Sunday, May 07, 2006

Science fiction?

I've been reading a lot of Melissa Scott's work. Science fiction. Very, very good stuff, intellectually challenging. She has a running scenario in Dreamships in which starship pilots take control of their ship by means of some kind of communication device wired directly into them, under the skin. By means of this they key in to a responding device in the ship and 'feel' that ship, and by means of gestures - or anything they choose - monitor, follow, direct its movements and its internal workings.
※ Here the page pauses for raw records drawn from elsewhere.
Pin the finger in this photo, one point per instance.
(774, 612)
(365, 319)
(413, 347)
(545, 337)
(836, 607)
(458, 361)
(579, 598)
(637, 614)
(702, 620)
When I first read this I was riveted. It sounds exactly like what we do in bodywork. We have a communication device wired in to us - we are born with it. We 'key in' or 'tune' in to other mind-bodies, following, monitoring, supporting and sometimes nudging or directing the self-healing tendencies of the mind-body of our focus. We too use gestures, hands-on techniques, to aid this, often osteopathy or massage, myofascial release, craniosacral therapy, and so on.

Sometimes, when I'm working, I realise that the techniques are more to aid my own cognitive comprehension of what's going on (not unimportant) than necessary to obtain any particular result. So with Scott's world where "Drive" is the counterpart to our familiar and perpetual interplay of energetic rhythms and pulses of the mind-body, sometimes making it into physical manifestation, more often not, she speaks about the pilot's choice in how she perceives, interprets the data communicated via the inwiring.

There's a spell-binding passage in Dreamships where she has her pilot muse: "virtually any image or set of images could be used to interpret Drive data, as long as it called up the right set of reactions from the pilot. She had once known a woman, a small, golden, perfect creature, who had taken her ships into Drive by ceremoniously brewing a cup of green tea..." Rachel often quotes someone, a Rolfer probably: "Good bodywork is 95% perception".

Of course, working with humans and animals is exponentially more complex than taking a ship into Drive: we are not biochemical machines (certainly part-biochemical manifestations of energy, but not machines) whatever orthodox western medicine and the drug companies would like us to believe. And because we are effecting authentic communication with mind-bodies just like our own, we too are affected by each encounter. Each 'treatment' changes both the client and the therapist. All this doesn't have to be new-agey or airy-fairy, or, indeed, without clear cognitive comprehension. In fact, I much prefer to have clear cognitive comprehension. Switching in can take miliseconds and is teachable and practicable. And magical.